I therefore was very intrigued by the fact, why the tiger is not
collared with a radio device with which its location can be tracked – a practice well proven in Africa. This will immensely improve sightings and also help the conservationists in tracking this majestic beast, giving it a
fillip to its own safety.
From local anecdotal knowledge I discovered something very interesting and something
that would otherwise require years of grueling research and observation to
establish, the tiger when mating grips the tigress round the neck and the
collar hampers such gripping.
Path breaking work for the tiger-ecology has been done by foresters
like Billy Arjun Singh, Kailash Sankala and Fateh Sinh Rathore.
The 400 sq kilometres of Ranthambhore Jungles were not so neglected as
some other forests in the country, as they served as the game reserves for the
Maharajas of Jaipur, due to sheer proximity with Jaipur, and were in some
measure maintained for their recreational hunting.
Nevertheless, unless declared as a part of the Project Tiger in
1973, this ecology would have withered away, and the tiger would have succumbed
to extinction by poachers or vengeful
villagers.
Today from near extinction, Ranthambhore Tiger Reserve has a healthy
population of about 60 tigers and is poised to rise.
Admittedly, the single largest contribution to the tiger-ecology of
Ranthambore was made by Fateh Sinh Rathore. This handle-bar moustachoued forester
had a critical role to play in the preservation of the Ranthambhore park. He
understood, if this majestic beast with such exquisite mien that makes all
other look gauche in front of it, had to be preserved, habitation in the
precincts of the forest must be relocated.
And this he did not by the power of fiat, but by that of persuasion,
by the zeal of a reformer, by convincing the villagers of how the tiger was
integral to their habitat, and source of their sustenance.
The Star Male captured on my Cannon 400 mm Lens |
Few facts about the tiger while lesser known were well understood by
Fateh. He had, in his long days of tracking tigers as a Forest Officer,
realized that the Tiger, contrary to common belief, was not a nocturnal animal.

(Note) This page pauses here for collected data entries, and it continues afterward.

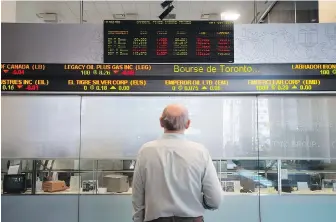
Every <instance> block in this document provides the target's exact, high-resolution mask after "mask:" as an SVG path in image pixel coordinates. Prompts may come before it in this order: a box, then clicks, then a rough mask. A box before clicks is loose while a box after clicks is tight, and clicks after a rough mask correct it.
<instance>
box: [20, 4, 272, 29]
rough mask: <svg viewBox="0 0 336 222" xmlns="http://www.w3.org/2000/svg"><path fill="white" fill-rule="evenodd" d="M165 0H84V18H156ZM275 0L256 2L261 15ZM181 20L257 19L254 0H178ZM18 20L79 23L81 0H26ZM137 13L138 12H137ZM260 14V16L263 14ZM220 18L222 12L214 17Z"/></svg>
mask: <svg viewBox="0 0 336 222" xmlns="http://www.w3.org/2000/svg"><path fill="white" fill-rule="evenodd" d="M161 2H162V1H153V0H152V1H138V0H134V1H84V14H83V19H84V20H85V22H87V23H96V24H102V21H103V20H108V19H113V14H133V16H126V19H131V20H133V19H136V20H148V19H150V20H156V19H158V16H159V15H160V14H161V13H162V12H163V9H162V8H161V6H160V3H161ZM271 3H272V1H258V2H257V3H256V8H257V10H256V11H257V12H259V16H260V15H262V14H263V12H264V11H265V10H266V8H267V7H268V6H269V5H270V4H271ZM173 5H174V6H175V9H174V10H173V11H172V14H176V19H177V20H201V15H202V14H218V15H219V14H220V13H221V12H224V11H230V12H235V13H239V14H240V15H241V16H240V18H239V19H238V20H237V21H236V23H238V24H250V23H251V22H252V20H253V19H254V17H255V16H254V7H255V5H254V2H253V1H206V0H203V1H199V0H198V1H190V0H175V1H174V3H173ZM16 10H17V16H16V22H18V23H21V22H24V23H44V22H45V21H44V20H45V19H43V18H38V16H37V15H36V14H39V13H56V14H57V20H58V23H79V18H80V3H79V1H45V2H43V1H36V2H34V1H24V2H17V5H16ZM134 14H135V16H134ZM259 16H258V17H259ZM212 19H213V20H214V19H220V16H215V17H212Z"/></svg>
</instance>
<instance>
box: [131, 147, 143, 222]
mask: <svg viewBox="0 0 336 222" xmlns="http://www.w3.org/2000/svg"><path fill="white" fill-rule="evenodd" d="M142 167H143V166H141V154H140V153H139V155H138V158H137V161H136V164H135V169H134V175H133V185H132V204H133V221H134V222H143V221H144V216H145V178H144V174H143V168H142Z"/></svg>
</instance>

It probably came out in the night only because it wanted to avoid contact or
confrontation with man. He also observed, while generally believed to be
strictly territorial, sometimes it acted in packs like the lions. This
knowledge of behavioral patterns of the tiger helped Fateh to lay the
foundation of a sustainable tiger ecology. A beast that hunts not by chasing
but ambush, cannot live in a habitat denuded of trees and bushes, it is these
trees and bushes that provide him the ambush. If it was appearing in the night,
it was not because it was nocturnal, but because during the day, there was too
much human activity within the forest.
Fateh, true to his name, an indefatigable fighter for the rights of
the tiger, while on one hand, relentlessly liaised with the government and his
own department, for allocation of funds and resources to revive the Tiger park,
on the other, he embarked on a crusade to educate the villagers on aspects of
health and ecology.
Today, his son, a medical doctor by training, but a forester at
heart, and pretty much the alter ego of his father, runs a resort called Khem
Vilas sprawled over a 25 acre of once barren land, now verdant from the last 20
years of toil and labor of his family. Run and managed by Usha Rathore, his
daughter in-law, it is a boutique property tucked away in the desert yet
ensconced in green.
I exhort all my friends to tour all Tiger reserves so that there is desire from the government and people to preserve them.